# ⚛  L1 Principle — Neural Radiance Fields (NeRF) — implicit volumetric scene representation

**ID:** `L1-082` · **Status:** ⊙ Testnet (genesis catalog)

> **🌐 Domain:** Computational Optics — *Implicit 3D scene reconstruction*
> **🎯 Problem class:** nonlinear inverse · **🧮 Solution space:** 3D implicit field
> **📡 Carrier:** photon · **🌫 Noise:** gaussian
> **⚖ Difficulty (δ):** 5 · **⛓ Block:** 41554183

---

## 🧠 1. Introduction

**Neural Radiance Fields (NeRF) — implicit volumetric scene representation** is a **nonlinear inverse problem** whose unknown lives in **3D implicit field** space, within the **Implicit 3D scene reconstruction** sub-domain of **Computational Optics**.

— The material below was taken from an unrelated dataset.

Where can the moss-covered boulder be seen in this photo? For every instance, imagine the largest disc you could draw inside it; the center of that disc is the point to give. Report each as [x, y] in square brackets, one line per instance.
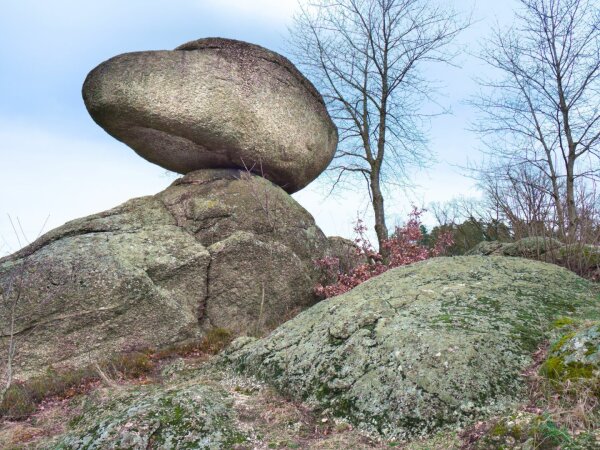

Measurements consist of photons collected by an optical detector via a **multi view photogrammetry** sensing mechanism.

The forward operator applies, in order: S · scan · view operator; L · ray march operator; L · volume render operator; detector accumulates flux over the exposure window.

Observations are corrupted by additive Gaussian noise. Strongly non-convex MLP fitting. Unique 3D scene only when K views cover the scene with sufficient baseline and pose accuracy; view-dependent effects (specularity, transparency) can be absorbed into radiance ambiguously. Pose error, lighting drift, and under-covered regions cause floaters, baked-in artifacts, and depth collapse.

## ⚙ 2. Forward Model

Physical chain: **x** → S · scan · view → L · ray march → L · volume render → Temporal integration → **y** (detector).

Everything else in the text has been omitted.